Women and Education
The priority theme for CSW 55 (2011) was "Access and participation of women and girls to education, training, science and technology, including for the promotion of women’s equal access to full employment and decent work."
Science and technology are increasingly major contributing elements for the achievement of development goals: eradicating poverty, fighting disease, improving education, achieving food security, addressing environmental problems. They are also a means for countries to improve productivity and competitiveness and to create decent work opportunities.
The Beijing Platform for Action emphasized the importance of both equal access for women and girls to education and training, as well as employment, as essential aspects of a global policy framework necessary to achieve women’s human rights, gender equality and the empowerment of women and girls. It stressed the elimination of all impediments to women’s full employment and decent work to enable women to attain their economic potential and the full benefits of their efforts, including access to labour-saving technologies. It also emphasized creating an enabling environment for women and girls, particularly by the removal of many forms of existing gender bias, to help advance opportunities for women and girls in science and technology.

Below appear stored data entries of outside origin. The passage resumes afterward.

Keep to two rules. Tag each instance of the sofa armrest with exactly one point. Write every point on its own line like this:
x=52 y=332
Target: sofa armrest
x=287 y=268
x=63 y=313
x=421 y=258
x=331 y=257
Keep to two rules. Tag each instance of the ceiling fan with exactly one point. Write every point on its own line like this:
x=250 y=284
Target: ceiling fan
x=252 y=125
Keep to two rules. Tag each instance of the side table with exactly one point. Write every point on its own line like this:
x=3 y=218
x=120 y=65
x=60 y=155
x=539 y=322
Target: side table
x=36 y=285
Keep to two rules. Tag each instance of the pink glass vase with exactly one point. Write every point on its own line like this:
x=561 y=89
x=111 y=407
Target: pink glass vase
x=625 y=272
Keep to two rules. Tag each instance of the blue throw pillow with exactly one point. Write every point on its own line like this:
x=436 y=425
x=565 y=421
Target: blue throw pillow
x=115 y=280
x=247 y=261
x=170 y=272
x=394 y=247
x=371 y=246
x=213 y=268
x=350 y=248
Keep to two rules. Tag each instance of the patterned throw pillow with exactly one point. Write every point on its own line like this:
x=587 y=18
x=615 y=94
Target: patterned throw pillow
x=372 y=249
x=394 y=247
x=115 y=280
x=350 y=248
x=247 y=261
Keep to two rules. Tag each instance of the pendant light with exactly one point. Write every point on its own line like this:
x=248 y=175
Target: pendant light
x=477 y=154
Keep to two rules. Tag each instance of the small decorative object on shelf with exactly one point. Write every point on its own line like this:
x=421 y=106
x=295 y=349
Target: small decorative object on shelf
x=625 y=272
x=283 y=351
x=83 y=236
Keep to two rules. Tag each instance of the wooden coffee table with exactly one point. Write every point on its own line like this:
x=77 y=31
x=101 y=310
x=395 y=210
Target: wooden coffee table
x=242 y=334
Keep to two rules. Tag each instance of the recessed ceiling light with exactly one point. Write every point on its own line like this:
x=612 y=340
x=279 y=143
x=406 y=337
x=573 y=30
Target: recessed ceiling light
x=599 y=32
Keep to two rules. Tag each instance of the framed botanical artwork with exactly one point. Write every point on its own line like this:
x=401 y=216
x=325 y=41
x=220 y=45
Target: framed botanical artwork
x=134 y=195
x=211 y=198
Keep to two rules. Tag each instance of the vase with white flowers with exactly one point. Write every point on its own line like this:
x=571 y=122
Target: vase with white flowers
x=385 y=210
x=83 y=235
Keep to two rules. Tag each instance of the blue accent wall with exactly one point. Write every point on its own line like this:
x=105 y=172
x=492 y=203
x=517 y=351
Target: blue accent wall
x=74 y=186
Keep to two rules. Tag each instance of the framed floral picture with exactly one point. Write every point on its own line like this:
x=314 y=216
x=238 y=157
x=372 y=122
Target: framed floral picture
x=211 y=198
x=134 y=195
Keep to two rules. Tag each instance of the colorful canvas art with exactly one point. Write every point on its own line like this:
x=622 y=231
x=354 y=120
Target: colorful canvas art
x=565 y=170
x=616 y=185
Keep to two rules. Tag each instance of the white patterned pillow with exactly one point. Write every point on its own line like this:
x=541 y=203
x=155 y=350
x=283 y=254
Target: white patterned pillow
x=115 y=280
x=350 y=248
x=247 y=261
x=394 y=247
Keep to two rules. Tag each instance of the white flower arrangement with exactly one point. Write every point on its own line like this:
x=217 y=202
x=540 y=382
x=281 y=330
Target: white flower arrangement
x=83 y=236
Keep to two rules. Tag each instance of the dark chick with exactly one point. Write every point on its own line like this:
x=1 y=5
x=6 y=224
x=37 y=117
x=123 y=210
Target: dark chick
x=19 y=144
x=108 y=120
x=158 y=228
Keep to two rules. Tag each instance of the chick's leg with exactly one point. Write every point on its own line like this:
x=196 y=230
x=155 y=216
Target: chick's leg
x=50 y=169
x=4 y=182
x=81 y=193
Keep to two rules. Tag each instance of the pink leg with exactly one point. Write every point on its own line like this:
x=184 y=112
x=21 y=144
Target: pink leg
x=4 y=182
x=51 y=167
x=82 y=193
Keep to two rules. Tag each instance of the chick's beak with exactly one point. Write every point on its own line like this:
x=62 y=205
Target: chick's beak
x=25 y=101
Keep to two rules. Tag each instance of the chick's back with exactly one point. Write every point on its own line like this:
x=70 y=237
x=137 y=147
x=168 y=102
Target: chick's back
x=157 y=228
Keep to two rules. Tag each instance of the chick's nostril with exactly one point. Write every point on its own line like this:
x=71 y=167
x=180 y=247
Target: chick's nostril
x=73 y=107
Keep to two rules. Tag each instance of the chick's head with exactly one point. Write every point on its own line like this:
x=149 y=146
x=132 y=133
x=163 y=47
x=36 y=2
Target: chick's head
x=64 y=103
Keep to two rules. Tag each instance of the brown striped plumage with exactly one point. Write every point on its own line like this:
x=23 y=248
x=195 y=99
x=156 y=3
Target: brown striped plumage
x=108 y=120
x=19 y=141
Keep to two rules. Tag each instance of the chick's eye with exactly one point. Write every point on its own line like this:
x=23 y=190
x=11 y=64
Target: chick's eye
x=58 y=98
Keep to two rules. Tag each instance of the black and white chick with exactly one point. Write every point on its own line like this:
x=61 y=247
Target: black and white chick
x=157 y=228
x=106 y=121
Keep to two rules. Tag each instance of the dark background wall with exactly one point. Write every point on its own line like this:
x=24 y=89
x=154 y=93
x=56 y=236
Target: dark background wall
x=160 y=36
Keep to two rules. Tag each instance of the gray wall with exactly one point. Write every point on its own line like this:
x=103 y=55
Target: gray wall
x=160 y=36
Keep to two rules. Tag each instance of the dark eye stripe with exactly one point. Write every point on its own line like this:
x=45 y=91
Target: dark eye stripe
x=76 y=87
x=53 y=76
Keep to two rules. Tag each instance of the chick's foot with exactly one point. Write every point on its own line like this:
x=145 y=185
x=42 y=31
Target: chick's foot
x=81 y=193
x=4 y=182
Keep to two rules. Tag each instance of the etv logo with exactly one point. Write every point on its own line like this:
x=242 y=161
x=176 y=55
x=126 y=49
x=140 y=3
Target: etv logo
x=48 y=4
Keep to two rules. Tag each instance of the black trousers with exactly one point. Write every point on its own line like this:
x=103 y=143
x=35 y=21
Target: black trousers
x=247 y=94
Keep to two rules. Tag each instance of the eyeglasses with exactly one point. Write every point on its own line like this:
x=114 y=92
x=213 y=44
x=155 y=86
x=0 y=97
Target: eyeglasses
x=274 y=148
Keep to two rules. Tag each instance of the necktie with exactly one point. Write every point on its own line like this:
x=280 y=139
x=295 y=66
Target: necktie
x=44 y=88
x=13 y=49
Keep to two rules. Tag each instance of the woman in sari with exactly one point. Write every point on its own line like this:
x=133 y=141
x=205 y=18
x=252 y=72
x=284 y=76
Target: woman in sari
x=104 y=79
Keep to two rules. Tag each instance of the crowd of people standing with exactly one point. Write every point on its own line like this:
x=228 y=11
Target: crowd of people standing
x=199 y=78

Since 1997 when the CSW last reviewed education and training – one of the twelve critical areas of concern of the Beijing Platform for Action – the CSW has included access to and participation in science and technology and access to decent work as cross-cutting concerns in its deliberations and outcomes. Furthermore, it has acknowledged the critical interplay of science and technology to full employment and decent work and the achievement of the Beijing Platform for Action goals of women’s rights and gender equality through the empowerment of women and girls. Some issues raised have been: increasing equal and effective use of information and communication technologies for women and girls; assisting women-owned businesses in benefiting from technological innovations; supporting the role of women’s expertise in creating environmentally sound technologies; fostering the participation of women in the development of new technologies including design, application, monitoring and evaluation.
Factors limiting women’s access and use of technology may vary greatly from country to country: lack of education and training, lack of financial resources, unequal burden of care giving, and gender bias of many kinds. Science and technology skills can offer opportunities for a broad range of well-paid employment, but gender stereotyping and discriminatory practices have resulted in women being grossly underrepresented in these fields, although lack of adequate gender data, particularly around issues of employment in science and research, hamper efforts both to evaluate the causes of the problem and to measure progress. Eliminating all barriers to women’s and girls’ access and full participation in every aspect of science and technology will further the potential of each country to meet its international commitments to women’s rights as well as achieve its development goals.